Despite the popularity of Bollywood movies with sexually suggestive scenes, dating and common-law relationships, there is little chance of life imitating art when the sanctity of tradition, culture and morality are at stake.
"Bollywood has always been escapist," said Rashmi Bansal, the editor of youth magazine JAM.
"I think people have an internal antenna which tells them... this is a movie but this cannot happen in real life."
While JAM's core readership is comprised of young Indians with exposure to economic and political globalisation, Bansal said they are still most comfortable with soft consumerism that doesn't threaten long-held values.
"We're okay with adopting many things from the West, but there is a certain something called family values which means in a nutshell we should not drink, we should not date," said Bansal.
"Everything you do somehow still has a reference point about whether it's acceptable to your family."
Padma Govindan, founder of the Chennai-based Shakti Centre that promotes dialogue on gender and sexuality, agreed.
"Middle and upper-middle class in India really like being able to buy Nike sneakers and Louis Vuitton bags," she said.
"But what they don't like is that along with those consumable goods comes the idea that there could be a shift in values as well. That plays into this very deep-held schizophrenia and anxiety around sexuality in India," said Govindan.

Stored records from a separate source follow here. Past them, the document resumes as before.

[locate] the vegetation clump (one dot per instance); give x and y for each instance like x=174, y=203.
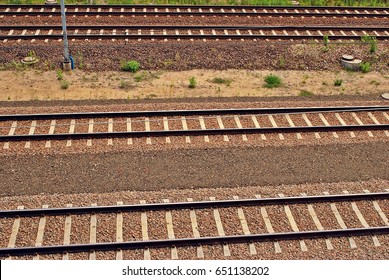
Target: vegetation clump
x=192, y=82
x=130, y=65
x=272, y=81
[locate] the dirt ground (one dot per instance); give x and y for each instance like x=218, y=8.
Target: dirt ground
x=30, y=84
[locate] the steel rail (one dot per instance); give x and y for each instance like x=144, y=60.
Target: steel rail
x=195, y=27
x=191, y=132
x=72, y=248
x=173, y=6
x=192, y=205
x=175, y=13
x=199, y=112
x=187, y=36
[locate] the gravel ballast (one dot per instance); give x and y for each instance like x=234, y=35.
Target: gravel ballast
x=191, y=168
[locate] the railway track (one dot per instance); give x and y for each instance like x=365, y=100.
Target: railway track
x=147, y=124
x=187, y=10
x=144, y=218
x=11, y=33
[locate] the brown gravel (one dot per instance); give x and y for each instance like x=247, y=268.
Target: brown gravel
x=290, y=249
x=186, y=55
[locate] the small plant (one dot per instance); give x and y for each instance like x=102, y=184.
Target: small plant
x=305, y=93
x=219, y=80
x=126, y=85
x=365, y=67
x=325, y=40
x=338, y=82
x=192, y=82
x=281, y=62
x=141, y=76
x=272, y=81
x=131, y=65
x=64, y=84
x=59, y=75
x=372, y=41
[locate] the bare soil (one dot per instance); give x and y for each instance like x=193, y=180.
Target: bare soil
x=27, y=85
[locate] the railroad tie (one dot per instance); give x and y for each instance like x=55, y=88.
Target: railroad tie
x=379, y=210
x=90, y=130
x=129, y=140
x=362, y=220
x=342, y=122
x=239, y=125
x=93, y=232
x=10, y=133
x=220, y=229
x=195, y=229
x=291, y=123
x=31, y=132
x=41, y=231
x=166, y=128
x=170, y=231
x=202, y=125
x=340, y=221
x=326, y=123
x=269, y=226
x=245, y=227
x=370, y=114
x=274, y=124
x=221, y=126
x=119, y=231
x=256, y=123
x=361, y=123
x=145, y=234
x=293, y=224
x=110, y=129
x=72, y=127
x=14, y=232
x=67, y=232
x=185, y=127
x=317, y=222
x=147, y=128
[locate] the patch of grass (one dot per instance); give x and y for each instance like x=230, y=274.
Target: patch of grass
x=126, y=85
x=305, y=93
x=219, y=80
x=130, y=65
x=338, y=82
x=59, y=75
x=64, y=84
x=372, y=41
x=272, y=81
x=141, y=76
x=365, y=67
x=192, y=82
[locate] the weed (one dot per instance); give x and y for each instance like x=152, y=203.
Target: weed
x=282, y=63
x=150, y=96
x=365, y=67
x=130, y=65
x=59, y=75
x=80, y=60
x=272, y=81
x=338, y=82
x=219, y=80
x=126, y=85
x=372, y=41
x=325, y=40
x=141, y=76
x=64, y=84
x=304, y=92
x=192, y=82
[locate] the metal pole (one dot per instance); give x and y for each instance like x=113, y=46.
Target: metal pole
x=65, y=35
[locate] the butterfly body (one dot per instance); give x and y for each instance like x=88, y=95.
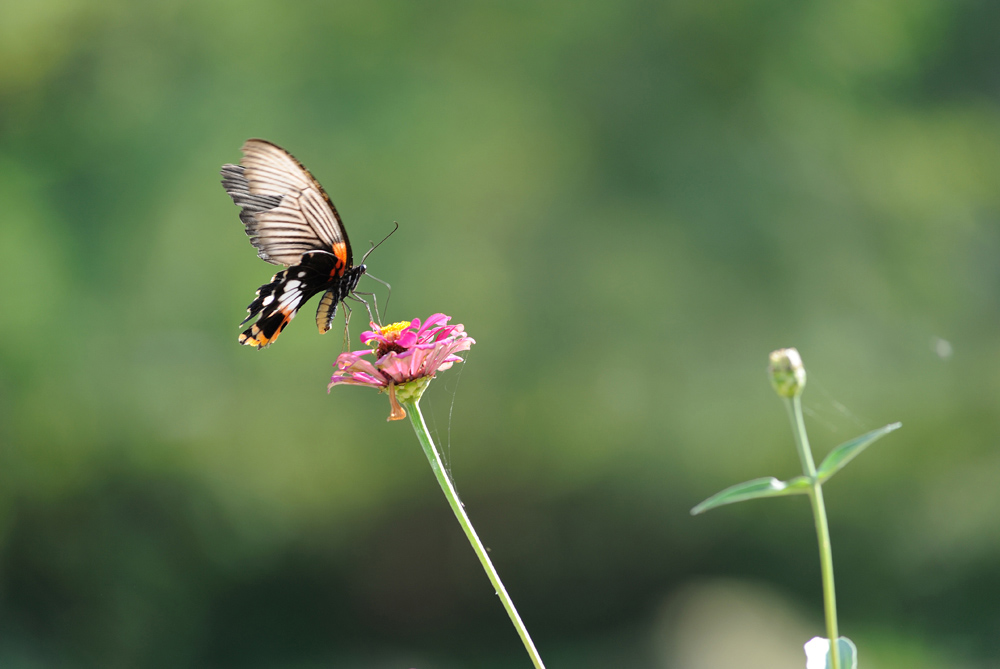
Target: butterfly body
x=290, y=221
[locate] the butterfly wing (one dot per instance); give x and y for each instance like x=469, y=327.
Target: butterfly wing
x=278, y=302
x=290, y=221
x=285, y=211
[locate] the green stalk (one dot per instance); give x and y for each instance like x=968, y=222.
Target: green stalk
x=794, y=406
x=420, y=427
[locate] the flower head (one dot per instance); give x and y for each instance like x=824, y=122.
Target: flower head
x=407, y=355
x=788, y=376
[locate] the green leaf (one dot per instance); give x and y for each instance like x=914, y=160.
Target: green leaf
x=847, y=451
x=818, y=653
x=765, y=487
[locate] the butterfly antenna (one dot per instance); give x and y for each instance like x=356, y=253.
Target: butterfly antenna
x=375, y=246
x=385, y=305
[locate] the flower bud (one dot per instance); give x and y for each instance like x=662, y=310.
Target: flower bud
x=788, y=376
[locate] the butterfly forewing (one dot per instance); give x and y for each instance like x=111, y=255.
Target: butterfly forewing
x=305, y=214
x=291, y=221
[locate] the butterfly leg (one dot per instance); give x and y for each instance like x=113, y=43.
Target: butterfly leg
x=373, y=317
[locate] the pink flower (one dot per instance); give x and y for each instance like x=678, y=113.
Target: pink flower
x=407, y=356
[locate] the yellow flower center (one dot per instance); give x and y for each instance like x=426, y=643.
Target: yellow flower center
x=391, y=333
x=392, y=330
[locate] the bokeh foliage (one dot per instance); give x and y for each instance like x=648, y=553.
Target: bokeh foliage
x=629, y=204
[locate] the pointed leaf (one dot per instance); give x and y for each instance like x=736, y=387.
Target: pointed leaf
x=849, y=450
x=764, y=487
x=818, y=653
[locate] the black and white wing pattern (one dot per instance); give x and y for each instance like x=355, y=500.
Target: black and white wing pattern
x=290, y=221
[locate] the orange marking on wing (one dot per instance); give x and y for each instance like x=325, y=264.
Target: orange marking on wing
x=339, y=250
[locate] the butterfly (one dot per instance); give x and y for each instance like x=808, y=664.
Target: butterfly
x=292, y=222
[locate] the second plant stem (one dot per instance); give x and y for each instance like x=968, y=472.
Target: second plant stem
x=420, y=427
x=794, y=406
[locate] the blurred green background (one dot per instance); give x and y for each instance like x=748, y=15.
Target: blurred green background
x=628, y=205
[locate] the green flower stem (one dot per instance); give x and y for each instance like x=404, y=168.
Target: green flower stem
x=420, y=427
x=794, y=406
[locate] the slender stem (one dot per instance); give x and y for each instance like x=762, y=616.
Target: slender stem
x=420, y=427
x=794, y=406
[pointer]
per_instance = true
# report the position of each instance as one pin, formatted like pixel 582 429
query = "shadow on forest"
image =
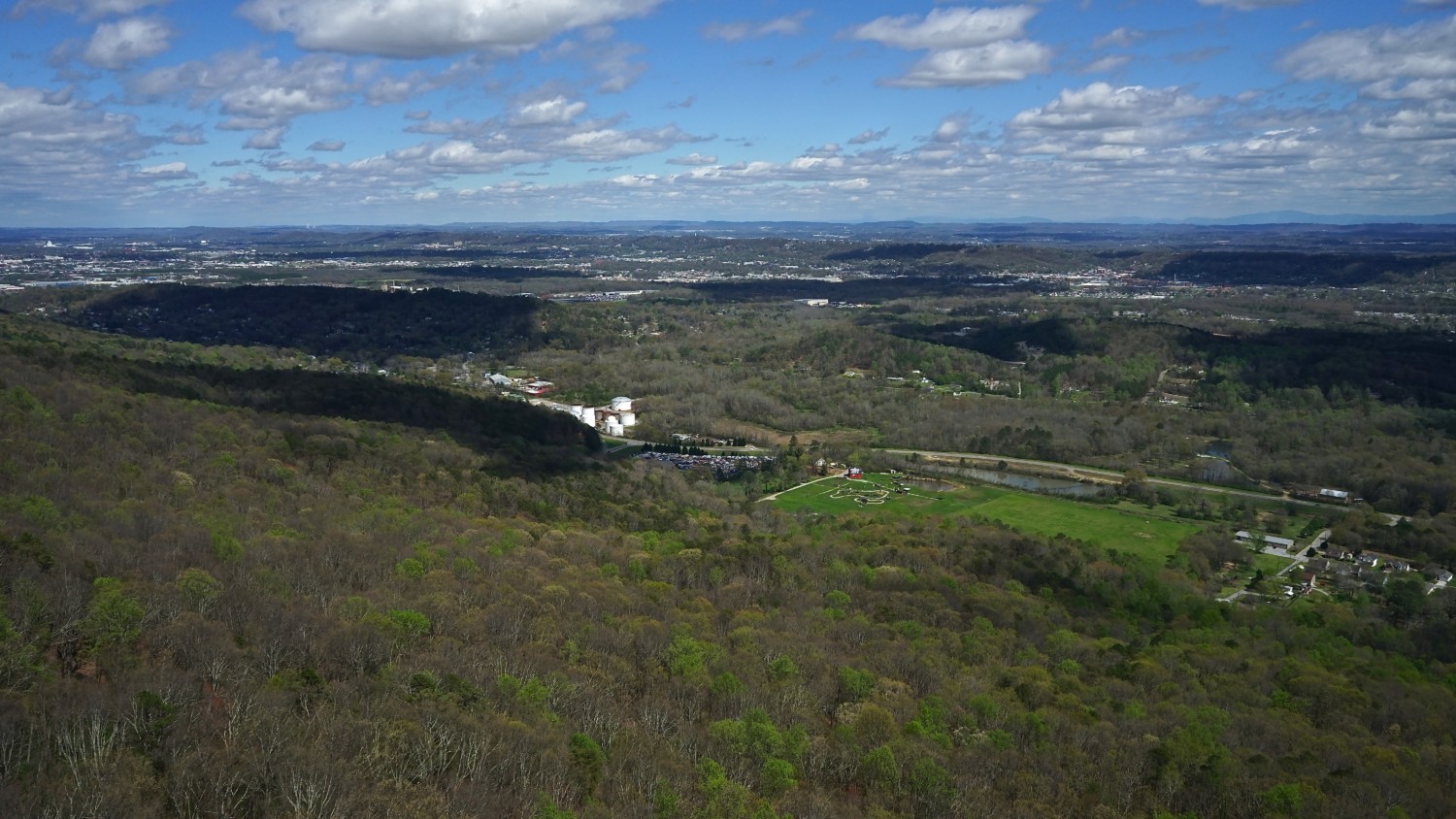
pixel 1296 270
pixel 862 290
pixel 322 320
pixel 518 438
pixel 1392 367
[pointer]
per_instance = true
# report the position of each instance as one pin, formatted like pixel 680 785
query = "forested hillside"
pixel 212 606
pixel 322 320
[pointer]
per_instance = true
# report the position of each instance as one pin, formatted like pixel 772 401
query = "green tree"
pixel 588 761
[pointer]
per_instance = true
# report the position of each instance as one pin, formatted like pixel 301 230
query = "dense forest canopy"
pixel 322 320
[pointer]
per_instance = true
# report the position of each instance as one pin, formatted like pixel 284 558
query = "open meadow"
pixel 1147 537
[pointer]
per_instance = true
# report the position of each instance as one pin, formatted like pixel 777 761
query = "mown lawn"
pixel 1149 537
pixel 1152 539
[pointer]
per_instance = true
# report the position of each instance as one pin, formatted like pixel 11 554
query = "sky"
pixel 267 113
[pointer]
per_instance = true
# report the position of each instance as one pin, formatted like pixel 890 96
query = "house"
pixel 1438 574
pixel 1269 540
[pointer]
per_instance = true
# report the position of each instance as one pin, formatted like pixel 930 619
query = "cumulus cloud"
pixel 60 148
pixel 555 111
pixel 1120 37
pixel 868 136
pixel 948 28
pixel 969 47
pixel 252 92
pixel 1414 63
pixel 169 171
pixel 693 159
pixel 86 9
pixel 1248 5
pixel 185 136
pixel 748 29
pixel 1104 121
pixel 413 29
pixel 980 66
pixel 1104 64
pixel 122 43
pixel 267 140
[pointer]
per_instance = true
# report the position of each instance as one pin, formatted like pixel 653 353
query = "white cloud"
pixel 1248 5
pixel 431 28
pixel 122 43
pixel 86 9
pixel 61 150
pixel 169 171
pixel 948 28
pixel 747 29
pixel 980 66
pixel 1389 63
pixel 555 111
pixel 693 159
pixel 1101 107
pixel 267 140
pixel 868 136
pixel 185 136
pixel 252 92
pixel 1415 124
pixel 1120 37
pixel 969 47
pixel 1104 64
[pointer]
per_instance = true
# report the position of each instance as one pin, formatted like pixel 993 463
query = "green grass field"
pixel 1149 537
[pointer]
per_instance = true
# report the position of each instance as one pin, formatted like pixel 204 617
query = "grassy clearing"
pixel 1270 563
pixel 1147 537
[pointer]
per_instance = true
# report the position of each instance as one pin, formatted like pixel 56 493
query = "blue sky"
pixel 172 113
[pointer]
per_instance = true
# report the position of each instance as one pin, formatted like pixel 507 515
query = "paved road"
pixel 1077 472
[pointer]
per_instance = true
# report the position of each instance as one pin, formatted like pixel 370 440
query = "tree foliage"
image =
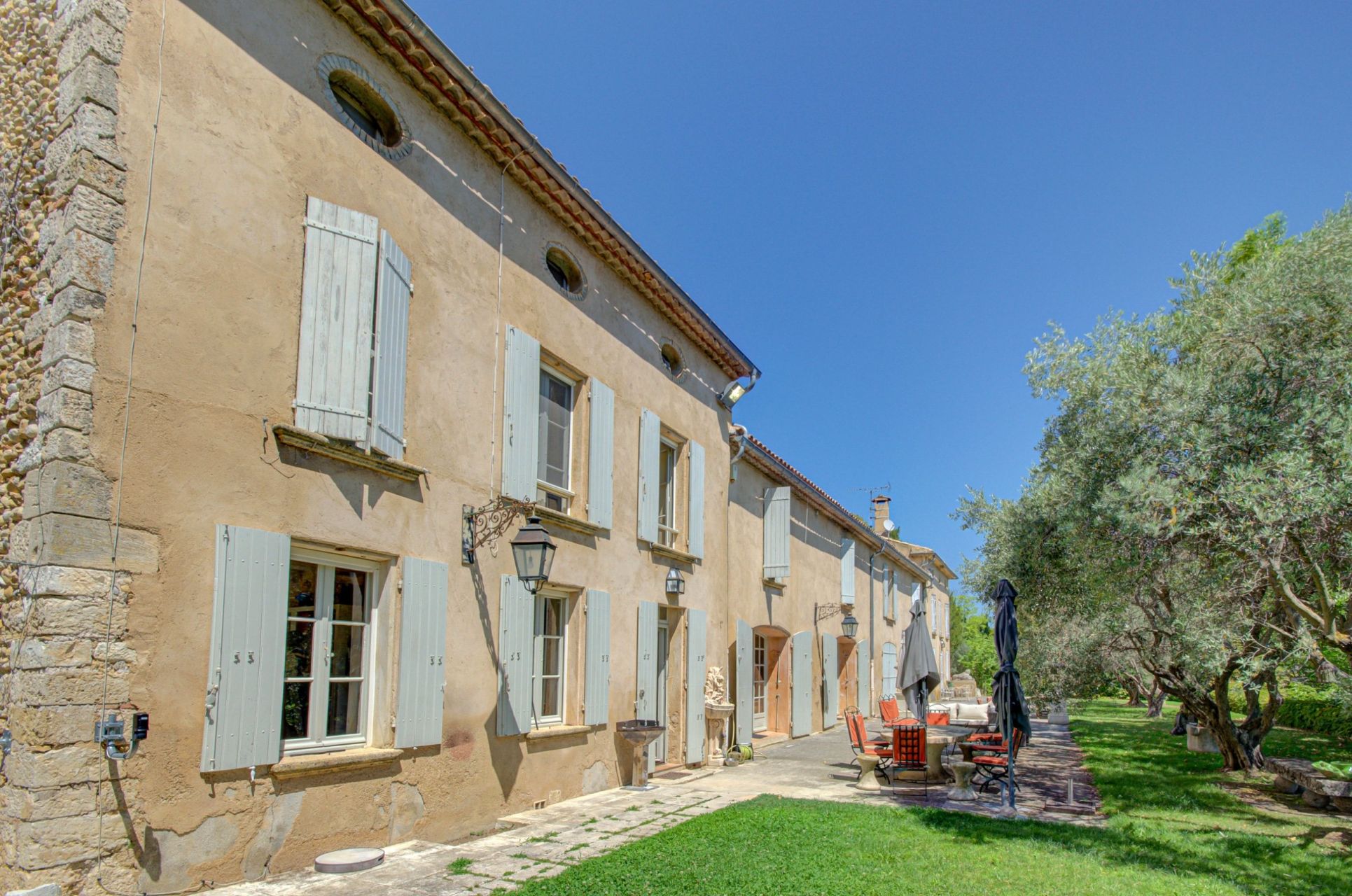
pixel 1193 499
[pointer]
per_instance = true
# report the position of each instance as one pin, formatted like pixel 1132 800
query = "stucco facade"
pixel 169 315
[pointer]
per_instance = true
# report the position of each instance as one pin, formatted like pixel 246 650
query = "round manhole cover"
pixel 349 860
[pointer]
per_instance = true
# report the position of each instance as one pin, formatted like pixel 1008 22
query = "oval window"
pixel 564 271
pixel 365 107
pixel 671 360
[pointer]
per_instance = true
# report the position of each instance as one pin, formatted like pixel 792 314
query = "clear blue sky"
pixel 884 203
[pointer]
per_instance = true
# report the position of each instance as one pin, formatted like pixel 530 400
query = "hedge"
pixel 1314 710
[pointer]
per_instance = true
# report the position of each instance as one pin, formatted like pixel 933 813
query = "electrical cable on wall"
pixel 126 428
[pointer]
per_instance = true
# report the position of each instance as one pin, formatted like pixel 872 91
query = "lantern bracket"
pixel 826 611
pixel 483 526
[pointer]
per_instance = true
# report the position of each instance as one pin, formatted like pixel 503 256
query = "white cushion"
pixel 974 711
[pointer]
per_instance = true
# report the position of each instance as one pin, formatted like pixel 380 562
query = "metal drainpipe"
pixel 871 559
pixel 729 631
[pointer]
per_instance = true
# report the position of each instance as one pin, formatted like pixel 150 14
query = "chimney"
pixel 881 512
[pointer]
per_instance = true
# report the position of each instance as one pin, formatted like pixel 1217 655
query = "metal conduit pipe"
pixel 871 559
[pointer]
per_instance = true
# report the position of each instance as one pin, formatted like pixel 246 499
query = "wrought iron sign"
pixel 486 525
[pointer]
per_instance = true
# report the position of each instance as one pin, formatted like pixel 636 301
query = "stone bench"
pixel 1316 790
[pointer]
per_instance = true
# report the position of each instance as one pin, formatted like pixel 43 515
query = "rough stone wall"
pixel 29 72
pixel 61 803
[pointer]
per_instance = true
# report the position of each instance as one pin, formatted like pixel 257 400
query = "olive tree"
pixel 1193 496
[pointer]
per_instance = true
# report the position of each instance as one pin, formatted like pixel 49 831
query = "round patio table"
pixel 867 778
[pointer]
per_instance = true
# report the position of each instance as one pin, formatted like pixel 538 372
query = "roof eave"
pixel 503 136
pixel 771 467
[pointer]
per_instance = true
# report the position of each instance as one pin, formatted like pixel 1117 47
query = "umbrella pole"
pixel 1009 761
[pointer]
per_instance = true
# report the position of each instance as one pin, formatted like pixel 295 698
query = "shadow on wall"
pixel 505 755
pixel 290 46
pixel 360 488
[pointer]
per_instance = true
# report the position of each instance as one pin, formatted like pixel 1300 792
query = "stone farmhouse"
pixel 288 292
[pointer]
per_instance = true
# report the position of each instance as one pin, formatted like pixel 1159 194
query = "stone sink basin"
pixel 718 710
pixel 640 732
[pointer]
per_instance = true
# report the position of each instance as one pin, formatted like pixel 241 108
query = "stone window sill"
pixel 568 522
pixel 341 761
pixel 663 550
pixel 557 732
pixel 323 447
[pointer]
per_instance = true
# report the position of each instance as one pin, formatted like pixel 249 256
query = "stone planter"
pixel 1201 740
pixel 716 720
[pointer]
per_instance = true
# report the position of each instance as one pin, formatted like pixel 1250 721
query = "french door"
pixel 759 676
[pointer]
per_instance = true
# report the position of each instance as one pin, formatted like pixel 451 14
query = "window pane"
pixel 349 595
pixel 347 650
pixel 549 698
pixel 553 617
pixel 556 403
pixel 664 486
pixel 300 598
pixel 549 664
pixel 295 708
pixel 300 637
pixel 344 707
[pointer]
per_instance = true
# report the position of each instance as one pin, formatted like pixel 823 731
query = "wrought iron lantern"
pixel 675 583
pixel 533 552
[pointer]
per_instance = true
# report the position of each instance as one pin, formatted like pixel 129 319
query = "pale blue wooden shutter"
pixel 697 636
pixel 521 415
pixel 830 682
pixel 888 672
pixel 745 722
pixel 862 676
pixel 848 572
pixel 649 451
pixel 778 503
pixel 422 653
pixel 597 692
pixel 515 631
pixel 646 685
pixel 801 722
pixel 337 319
pixel 248 650
pixel 601 469
pixel 393 290
pixel 697 500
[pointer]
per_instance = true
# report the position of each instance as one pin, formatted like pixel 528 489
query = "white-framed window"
pixel 760 675
pixel 556 440
pixel 330 640
pixel 668 526
pixel 550 662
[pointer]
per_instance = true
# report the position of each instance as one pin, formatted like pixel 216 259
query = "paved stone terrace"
pixel 544 842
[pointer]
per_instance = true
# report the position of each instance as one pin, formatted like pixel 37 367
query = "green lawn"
pixel 1171 832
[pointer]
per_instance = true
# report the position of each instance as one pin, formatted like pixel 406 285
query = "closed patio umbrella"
pixel 1008 694
pixel 919 673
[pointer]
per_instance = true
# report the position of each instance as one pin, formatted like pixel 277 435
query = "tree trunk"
pixel 1155 706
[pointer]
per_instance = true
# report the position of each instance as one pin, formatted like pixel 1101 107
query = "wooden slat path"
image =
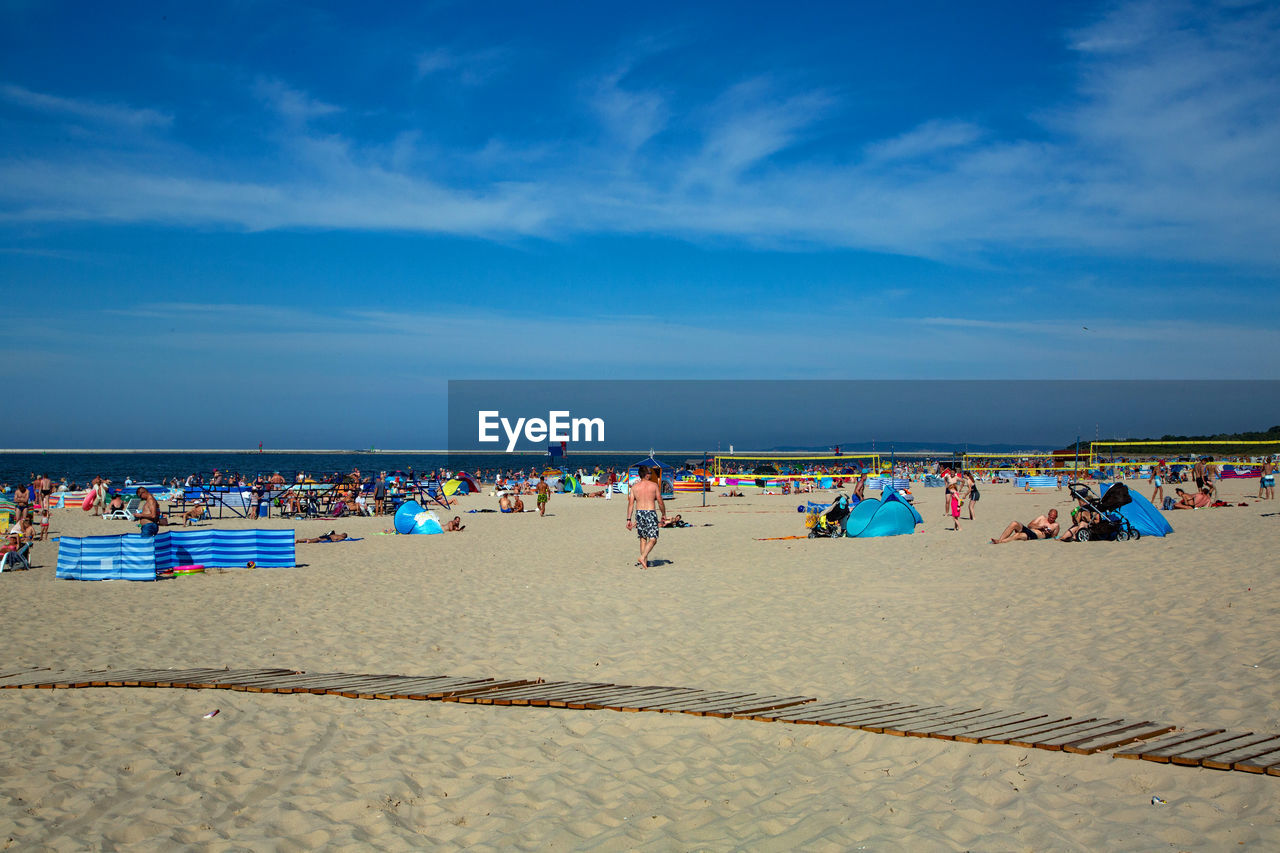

Govindan wrote a weekly sex advice column in the New Indian Express daily until it was axed in January for being too risque. It still exists online, but the complaints it drew highlighted the limits of public discourse on traditionally taboo subjects.
Even so-called "liberal" Indians often draw the line at any promotion of non-heterosexual lifestyles.
Much of this discomfort with non-traditional family structures comes down to the pressure of living in villages and non-urban settings, said Anand Kumar, a sociologist at Jawaharlal Nehru University in New Delhi.
"Seventy percent of India is still living in face-to-face communities, where anonymity is not possible," a world away from urban India "where people can have live-in relationships, gay or lesbian partnerships," he said.
Regardless of location and lifestyle though, Anand said all youth face an "acute pressure for continuity" in the face of globalisation.
"A lot of the publicly played-out conflicts of values, cultures, ideas and behaviours that we're seeing in India were the same things that were happening in America 30-40 years ago," said Govindan.